# daten in tabelle ausgeben II



## redback79 (4. März 2002)

ich habe eine MySQL datenbank (name=guestbook) in der ich name, vorname, mailadresse, webpage-url, ICQnummer und natürlich den text speichere. weiter habe ich ein feld namens datetime, über welches ich die sortierung der daten vornehme....

das gästebuch läuft eigntlich ansonsten einwandfrei, nur bin ich (wie in meinem letzten beitrag erwähnt! *gg*) mit der rein grafischen ausgabe der daten nicht zufrieden...

ich möchte die daten in der folgenden tabelle ausgeben:


```
<table border="0" width="100%">
  <tr>
    <td width="50%" rowspan="2">Name Vorname:
    <p>Mailadresse:
    <p>ICQ-Nummer:
    <p>Webseite:</td>
    <td width="50%" align="right" valign="top" height="20">Datum:</td>
  </tr>
  <tr>
    <td width="50%" height="*" valign="top">Nachricht ........ bla..bla..bla....</td>
  </tr>
</table>
```

nun, wie bing ich PHP bei, dass es die daten in die tabelle schreibt und dabei soviele felder generiert wie nötig??

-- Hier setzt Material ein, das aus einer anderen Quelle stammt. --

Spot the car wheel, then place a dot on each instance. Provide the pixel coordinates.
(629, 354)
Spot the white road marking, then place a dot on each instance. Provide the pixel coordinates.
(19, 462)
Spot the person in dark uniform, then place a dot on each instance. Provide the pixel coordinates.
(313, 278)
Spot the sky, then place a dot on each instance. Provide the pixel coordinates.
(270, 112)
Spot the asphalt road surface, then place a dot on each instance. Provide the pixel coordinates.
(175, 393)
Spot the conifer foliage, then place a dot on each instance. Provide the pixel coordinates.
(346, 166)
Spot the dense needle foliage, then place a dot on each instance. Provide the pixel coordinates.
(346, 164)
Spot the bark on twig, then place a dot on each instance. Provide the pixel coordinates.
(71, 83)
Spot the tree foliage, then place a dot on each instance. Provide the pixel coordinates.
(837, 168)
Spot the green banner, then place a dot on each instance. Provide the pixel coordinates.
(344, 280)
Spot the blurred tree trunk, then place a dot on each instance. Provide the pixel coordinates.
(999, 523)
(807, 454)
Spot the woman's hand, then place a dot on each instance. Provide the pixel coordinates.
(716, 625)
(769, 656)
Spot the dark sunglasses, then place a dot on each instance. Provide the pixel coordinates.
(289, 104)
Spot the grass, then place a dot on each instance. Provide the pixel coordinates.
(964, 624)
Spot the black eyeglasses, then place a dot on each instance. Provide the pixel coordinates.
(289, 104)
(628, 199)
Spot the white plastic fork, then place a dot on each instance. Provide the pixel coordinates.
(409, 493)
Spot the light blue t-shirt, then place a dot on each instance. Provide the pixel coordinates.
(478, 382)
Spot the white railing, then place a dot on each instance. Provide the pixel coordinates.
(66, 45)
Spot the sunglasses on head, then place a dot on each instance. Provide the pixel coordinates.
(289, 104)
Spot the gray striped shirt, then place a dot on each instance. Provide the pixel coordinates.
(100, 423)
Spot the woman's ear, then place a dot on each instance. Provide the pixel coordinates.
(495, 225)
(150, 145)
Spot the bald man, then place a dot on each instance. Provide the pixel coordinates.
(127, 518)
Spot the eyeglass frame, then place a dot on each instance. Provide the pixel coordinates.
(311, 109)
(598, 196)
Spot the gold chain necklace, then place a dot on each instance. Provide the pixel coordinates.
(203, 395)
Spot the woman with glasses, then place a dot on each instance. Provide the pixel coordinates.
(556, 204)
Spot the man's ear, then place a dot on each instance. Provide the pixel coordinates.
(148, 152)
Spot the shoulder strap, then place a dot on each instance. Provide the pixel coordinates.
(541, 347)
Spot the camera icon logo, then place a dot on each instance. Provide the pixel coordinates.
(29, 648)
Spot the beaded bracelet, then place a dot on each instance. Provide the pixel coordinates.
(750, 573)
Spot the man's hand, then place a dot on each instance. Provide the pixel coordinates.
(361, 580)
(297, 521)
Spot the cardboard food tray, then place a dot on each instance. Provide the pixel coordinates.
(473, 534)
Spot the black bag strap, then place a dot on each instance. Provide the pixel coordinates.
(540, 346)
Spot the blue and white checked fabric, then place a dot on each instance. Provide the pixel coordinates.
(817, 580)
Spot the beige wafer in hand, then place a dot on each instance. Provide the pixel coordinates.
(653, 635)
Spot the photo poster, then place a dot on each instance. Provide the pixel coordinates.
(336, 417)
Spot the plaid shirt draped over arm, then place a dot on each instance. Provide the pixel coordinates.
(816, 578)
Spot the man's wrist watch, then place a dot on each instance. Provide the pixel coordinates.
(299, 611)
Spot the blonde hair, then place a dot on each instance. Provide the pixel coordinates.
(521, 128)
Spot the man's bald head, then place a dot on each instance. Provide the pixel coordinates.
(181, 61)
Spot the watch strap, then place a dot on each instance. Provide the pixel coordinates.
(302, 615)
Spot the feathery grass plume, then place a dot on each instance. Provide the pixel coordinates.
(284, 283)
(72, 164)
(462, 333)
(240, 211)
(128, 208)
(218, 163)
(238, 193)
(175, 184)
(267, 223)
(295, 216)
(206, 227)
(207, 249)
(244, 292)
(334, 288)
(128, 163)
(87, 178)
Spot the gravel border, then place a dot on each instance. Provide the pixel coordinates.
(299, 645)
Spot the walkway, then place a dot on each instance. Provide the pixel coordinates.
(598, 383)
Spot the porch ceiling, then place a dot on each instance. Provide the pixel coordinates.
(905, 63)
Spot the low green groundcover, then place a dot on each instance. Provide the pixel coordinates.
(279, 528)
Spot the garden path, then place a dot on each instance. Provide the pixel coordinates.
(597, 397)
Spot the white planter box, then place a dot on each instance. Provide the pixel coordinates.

kann mir jemand aus der klemme helfen?? bzw. das grundgerüst zur ausgabe der daten liefern?? 

THX

ps. ich habs mit beidem versucht, "reiner PHP" ausgabe und "PHP mixed with HTML"  
ich persönlich fände aber die HTML-verwantere methode besser (..aber vor allem übersichtlicher!)

pps. ...kennt jemand ein gutes tutorial zum thama?


----------



## Morph (4. März 2002)

Ich versuchs einfach mal  (kann dir leider nur wenig code bieten, da ich grad erst anfange mich mit my sql auseinander zusetzen).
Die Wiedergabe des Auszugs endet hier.